Linux Pipes are slow

Some programs use a system call vmsplice to move data through the pipe faster. Francesco already conducted a detailed analysis of the use of vmsplice to speed up work. However, while experimenting, I noticed that without vmsplice pipes in Linux work slower than I expected. Since vmsplice can't be used all the time, I wanted to understand why this happens and whether it is possible to speed up the pipe.

I am writing a program for ultra-fast Morse code encoding/decoding and I use pipe to transfer data.

The first thing that comes to mind for research is Fizz Buzz throughput competition at the Code Golf StackExchangeThere are two types of solutions:

  1. the first ones reach speeds of up to several gigabytes per second, for example, the solution Neilreaches 8.4 GiB/s;

  2. the latter significantly exceed the results of the former, starting from the solution Timo Kluck reaching 15.5 GiB/s, ending with solutions ais523 reaching 60.8 GiB/s and David Frank reaching 208.3 GiB/s when using multiple cores.

The difference between the first and second group is that the second one uses vmspliceand the first one is not. But how vmsplice can provide such a significant performance boost? My gut feeling is that vmsplice avoids copying data to and from the kernel space. After all, copying data can't be slower than generating it, right? Even if we assume that it's not faster, and that it's necessary to copy the data twice to transfer it through the pipe, we could expect a speed increase of 3 times at most. But in reality, we see a 7-fold increase, even when considering solutions using a single core.

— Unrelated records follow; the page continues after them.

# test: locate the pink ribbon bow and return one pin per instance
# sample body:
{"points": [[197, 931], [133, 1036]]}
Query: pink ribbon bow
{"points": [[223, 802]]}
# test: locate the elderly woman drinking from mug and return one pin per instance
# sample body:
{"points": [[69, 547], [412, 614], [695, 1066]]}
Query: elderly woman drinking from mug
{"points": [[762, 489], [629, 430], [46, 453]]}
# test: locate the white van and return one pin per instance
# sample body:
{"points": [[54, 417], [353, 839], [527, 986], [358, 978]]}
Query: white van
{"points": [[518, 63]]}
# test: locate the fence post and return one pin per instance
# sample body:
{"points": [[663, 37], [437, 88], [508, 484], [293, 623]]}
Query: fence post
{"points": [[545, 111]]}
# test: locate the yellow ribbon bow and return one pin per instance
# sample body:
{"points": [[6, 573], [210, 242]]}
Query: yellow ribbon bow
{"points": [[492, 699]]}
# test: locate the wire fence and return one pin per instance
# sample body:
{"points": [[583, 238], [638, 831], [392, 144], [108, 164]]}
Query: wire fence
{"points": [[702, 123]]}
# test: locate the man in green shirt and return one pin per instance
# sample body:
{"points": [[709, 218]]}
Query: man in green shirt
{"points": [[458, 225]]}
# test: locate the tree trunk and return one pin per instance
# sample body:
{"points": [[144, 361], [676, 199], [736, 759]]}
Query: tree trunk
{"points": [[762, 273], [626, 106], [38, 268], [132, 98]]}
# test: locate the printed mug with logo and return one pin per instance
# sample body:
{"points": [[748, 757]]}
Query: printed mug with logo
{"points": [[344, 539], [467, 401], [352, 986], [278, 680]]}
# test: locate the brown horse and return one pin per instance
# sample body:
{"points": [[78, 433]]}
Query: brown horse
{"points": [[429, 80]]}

It's like I'm missing something and I want to figure out what it is.

I'll do my own measurements first, to make it easier to compare with what I'll do next. Compiling and running ais523's solution on my computer, I get the following results:

$ ./fizzbuzz | pv >/dev/null
96.4GiB 0:00:01 [96.4GiB/s]

With David's solution the results reach 277 GB/s using 7 cores (40 GB/s per core).

Now, to understand what is happening, we need to answer the following questions:

  1. How fast can we write data under ideal conditions?

  2. How fast can we actually write data to a pipe?

  3. How does it help? vmsplice?

Recording data in an ideal world

First, let's look at the following program, which simply copies data without making any system calls. I use std::hint::black_boxto prevent the compiler from noticing that the result is not used. Otherwise, the compiler would optimize the program to nothing.

fn main() {
    let dst = [0u8; 1 << 15];
    let src = [0u8; 1 << 15];
    let mut copied = 0;
    while copied < (1000 << 30) {
        std::hint::black_box(dst).copy_from_slice(&src);
        copied += src.len();
    }
}

On my system it runs at 167 GB/s, which is about the L1 cache write speed for my CPU.

At profiling with ftrace we see that 99.9% of the time is spent on the function __memset_avx512_unaligned_ermswhich is called directly from main and does not call other functions. Flame Graph almost flat. If you don't want to use a full-fledged profiler, you can just use gdb and press Ctrl+C at random time:

$ cargo build --release
$ gdb target/release/copy 
…
(gdb) run
…
^C (hitting Ctrl+C)
Program received signal SIGINT, Interrupt.
__memset_avx512_unaligned_erms () at ../sysdeps/x86_64/multiarch/memset-vec-unaligned-erms.S:236
…
=> 0x00007ffff7f15dba    f3 aa    rep stos %al,%es:(%rdi)

In any case, note that AVX-512 is used. Mention memset in the title may be unexpected – this is due to the fact that part of the logic is common with memcpyThe implementation is in general file dedicated to SIMD vectorizationwhich supports SSE, AVX2 and AVX-512. In our case, specialization for AVX-512 is used.

Note that the implementation memcpy in glibc uses vm_copy to copy pages directly in systems based on Mach (mostly Apple products) which use kernel function to directly copy pages.

However, AVX-512 is a rather niche technology. According to Steam users hardware dataonly about 12% of Steam users have CPUs that support AVX-512. Intel added AVX-512 support to consumer CPUs only in the 11th generation, and now reserves it only for servers. AMD CPUs support AVX-512 since the Ryzen 7000 (Zen 4) series.

So, I tested the same program with AVX-512 disabled. I used the Linux kernel option for this clearcpuid=304. I was able to verify that the function was used __memset_avx2_unaligned_ermsusing the trick with gdb and Ctrl+C. Then I did the same to disable AVX2 with clearcpuid=304,avx2,avxwhich made her use the function __memset_sse2_unaligned_erms.

Although SSE2 is always available on x86–64, I also disabled the bit cpuid for SSE2 and SSE to see if that can make it work glibc use scalar registers to copy data. As a result, I immediately got a kernel panic. Alas.

Using AVX2, the throughput was… 167 GB/s. Using only SSE2, the throughput remained… the same – 167 GB/s. To a certain extent, this makes sense: even SSE2 is enough to fully utilize the bus and cover the L1 cache throughput. Using large registers only helps when performing ALU operations.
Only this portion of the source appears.